Joy Belmonte, Mayor of Quezon City, one of the cities that will be supported through UCAP said:
“Quezon City’s Enhanced Local Climate Action Plan was successfully developed with the support of the UK government. With the assistance of the C40 Cities Finance Facility, the city is also pioneering the deployment of solar PV on public schools and on critical public healthcare facilities, contributing to a green and just recovery.
“We are immensely looking forward to continuing our fruitful partnership with C40 to implement Quezon City’s Climate Action Plan as a matter of urgency, continuing the journey together with the support of the UK government.”



UCAP will follow on from the flagship Climate Leadership in Cities programme, which was funded by the UK and successfully supported megacities in Latin America and Asia to develop ambitious climate action plans consistent with the Paris Agreement – including developing pathways to net zero by 2050 and committing to ambitious interim targets by 2030 to keep 1.5 degrees within reach.
As the first major economy to legislate to end its contribution to climate change by 2050, the UK is already taking action to tackle emissions from the built environment sector.

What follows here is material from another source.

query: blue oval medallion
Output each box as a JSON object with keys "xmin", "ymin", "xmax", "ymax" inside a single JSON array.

As heating for homes and workspaces makes up almost a third of all UK carbon emissions, reducing these emissions is key to achieving the goal of net zero by 2050. Through the recent Heat and Buildings and Net Zero Strategies, the UK government has set out how the UK will deploy the low-carbon technology needed to decarbonise homes, workplaces and public spaces.



To address emissions from the wider built environment, the UK government is investing £3.9 billion through the Public Sector Decarbonisation Scheme, the Home Upgrade Grant scheme, Social Housing Decarbonisation Fund, Boiler Upgrade Scheme and Heat Network Transformation Programme.



The Government is supporting councils to reduce local carbon emissions and take advantage of the opportunities created, including through the Local Net Zero Programme. Almost £22m has been invested in the programme to date for local places to build capacity and capability to deliver on net zero. A Local Net Zero Forum will also be established to bring together national and local government policymakers on a regular basis.